Tag Archives: GOAL

Gladstone – An Oracle installation script

I only have twenty-nine 150GB-plus databases to manage these days, and most of those are running on servers with uptimes in excess of a year (it would have been longer, but I only got them to switch to Linux about 13 months ago). I don’t, therefore, tend to do a lot of Oracle installations these days -and my automated pre-installation configuration shell script which used to make the job fairly easy has therefore languished of late.

That automated script initially went by the name of ‘Doris‘ (for “Dizwell/Oracle Reliable Installation Script”), a name which appears to have stuck in some quarters.

About a year after Doris appeared, I re-wrote it (and updated it) to use Gnome GUI pop-ups and other interactive elements and accordingly re-named it ‘GOAL‘ (for “Graphical Oracle All-in-one Loader”).

Now, I’ve re-written the script one more time. Call it Doris 2 or GOAL 2, if you like.

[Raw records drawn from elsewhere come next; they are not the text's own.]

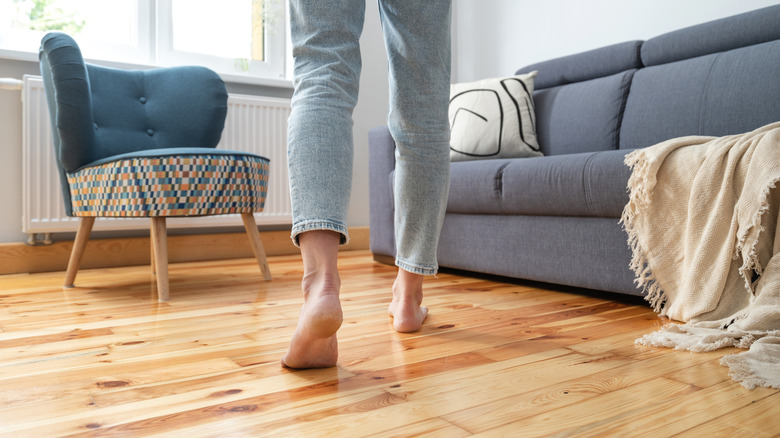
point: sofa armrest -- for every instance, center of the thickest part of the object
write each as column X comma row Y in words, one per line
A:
column 381, row 162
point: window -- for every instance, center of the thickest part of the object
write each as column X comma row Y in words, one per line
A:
column 241, row 38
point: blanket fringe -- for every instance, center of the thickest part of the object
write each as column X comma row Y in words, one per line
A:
column 750, row 262
column 640, row 187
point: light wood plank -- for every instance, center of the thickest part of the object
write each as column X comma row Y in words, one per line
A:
column 492, row 359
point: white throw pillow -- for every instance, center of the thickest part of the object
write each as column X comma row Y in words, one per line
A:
column 493, row 118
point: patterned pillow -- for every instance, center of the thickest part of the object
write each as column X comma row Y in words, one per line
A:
column 493, row 118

Me? I’m calling it Gladstone for no reason whatsoever except that half of Diznix’s name comes from Disraeli, so it’s only fair to remember the other fella from time to time!

I thought it might be worth mentioning a couple of Gladstone’s key design features here:

Gladstone deals with modern distros and has been run successfully on:

Gladstone only prepares your distro for the installation of 10g Release 2 or 11g Release 2… code to do an 11g Release 1 installation, for example, has been dropped. The reasoning there is that those are the only two still-supported Oracle releases (though obviously support is not provided by Oracle at all if you’re doing home installations onto the likes of Debian anyway!). Putting it another way: you’d be certifiably insane (IMNHO) to consider installing any other Oracle version these days, so I’m not going to waste time coding for something that isn’t worth doing!

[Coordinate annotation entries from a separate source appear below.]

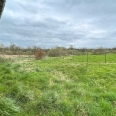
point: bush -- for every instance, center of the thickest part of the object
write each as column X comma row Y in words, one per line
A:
column 39, row 54
column 56, row 52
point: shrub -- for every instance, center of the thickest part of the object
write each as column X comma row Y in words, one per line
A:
column 39, row 54
column 56, row 52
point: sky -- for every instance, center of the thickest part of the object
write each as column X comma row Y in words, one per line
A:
column 51, row 23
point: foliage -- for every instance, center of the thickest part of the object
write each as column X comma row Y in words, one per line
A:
column 59, row 86
column 56, row 52
column 39, row 54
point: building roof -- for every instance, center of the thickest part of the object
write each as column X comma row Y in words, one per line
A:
column 2, row 4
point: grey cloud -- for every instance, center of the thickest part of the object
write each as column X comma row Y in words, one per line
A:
column 83, row 23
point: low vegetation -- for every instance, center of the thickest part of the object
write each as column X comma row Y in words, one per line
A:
column 60, row 86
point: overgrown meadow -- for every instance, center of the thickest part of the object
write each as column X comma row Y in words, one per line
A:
column 62, row 86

For similar reasons, Gladstone won’t support doing a 10g Release 2 installation on Ubuntu 12 or Fedora 17: they are recent distros and Oracle’s support for 10g finished at least a year ago. It therefore seems pointless (to me) to do a relatively ancient 10g install on a distro that modern, so I’ve not written code to do it.

For all tested distros, both Oracle releases eventually install successfully, though nearly all 10g installations run into the “Error in invoking target ‘collector’ of makefile ‘/srv/oracle/product/10.2/db_1/sysman/lib/ins_emdb.mk’” error during the Oracle installation linking phase. This is a non-fatal error that can be ignored without apparent harm to any substantial bit of Oracle RDBMS functionality.

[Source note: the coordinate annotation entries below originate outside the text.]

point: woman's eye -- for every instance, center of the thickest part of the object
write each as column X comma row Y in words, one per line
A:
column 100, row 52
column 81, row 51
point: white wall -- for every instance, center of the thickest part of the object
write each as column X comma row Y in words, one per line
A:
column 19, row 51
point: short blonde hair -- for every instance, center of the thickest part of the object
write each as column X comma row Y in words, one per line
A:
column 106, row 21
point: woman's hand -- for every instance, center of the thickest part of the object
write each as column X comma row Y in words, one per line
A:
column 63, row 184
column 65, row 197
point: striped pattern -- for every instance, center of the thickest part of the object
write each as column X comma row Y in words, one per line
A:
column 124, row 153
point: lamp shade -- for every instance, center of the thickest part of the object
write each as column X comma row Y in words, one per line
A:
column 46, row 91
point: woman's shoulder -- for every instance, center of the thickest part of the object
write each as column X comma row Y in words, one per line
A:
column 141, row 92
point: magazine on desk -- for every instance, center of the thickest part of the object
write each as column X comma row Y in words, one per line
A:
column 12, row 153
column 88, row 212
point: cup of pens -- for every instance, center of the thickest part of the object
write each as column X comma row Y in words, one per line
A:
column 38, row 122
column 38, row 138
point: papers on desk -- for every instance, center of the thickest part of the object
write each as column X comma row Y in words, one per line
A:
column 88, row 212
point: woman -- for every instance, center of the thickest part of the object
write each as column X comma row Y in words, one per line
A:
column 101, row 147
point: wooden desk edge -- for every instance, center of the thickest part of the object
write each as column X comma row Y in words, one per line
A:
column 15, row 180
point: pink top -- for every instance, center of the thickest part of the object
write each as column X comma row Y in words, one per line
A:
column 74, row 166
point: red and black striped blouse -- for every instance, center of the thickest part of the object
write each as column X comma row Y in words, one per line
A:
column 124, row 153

Nearly all 11g installations are flawless on all tested distros. Three distros (Fedora, Ubuntu 12.04 and Linux Mint Debian Edition) require an additional workaround for which an extra shell script is created by Gladstone. Run that additional script when you get linking errors during the main Oracle installation and you’ll be able to click ‘Retry’ and continue to a successful conclusion.

Gladstone was written with the idea of allowing myself to become the oracle user, rather than merely creating a new user as is traditional. By default, you are still prompted to supply a new account name (and if you just press enter, you get a new one called ‘oracle’), but if you type your own username in (or that of any existing user, come to that), that account will be re-configured to make it suitable for Oracle installation ownership. This is definitely a ‘non-standard’ way of doing things, but suits me and my desktop (and laptop) PCs just fine. Your mileage might well vary, of course, and all the usual disclaimers apply!

Some people never liked Doris or GOAL… they thought it wasn’t very original and would break Oracle support if done on a production box. Well, Gladstone isn’t very original either, since what it does is only what’s documented as needing to be done prior to an Oracle installation (though because you’re not having to do all the typing, it’s likely to get it more correct than you might manage on your own -which is the whole point, of course!) And the issue of support is moot, anyway -because all bar one of the distros Gladstone runs on are never supported by Oracle anyway, no matter how the installation is done!

Anyway, take it or leave it. If you take it and find that you encounter errors or issues, let me know here and I’ll see what can be done, if anything, to fix it for others. I’ll have detailed notes for each supported distro in due course.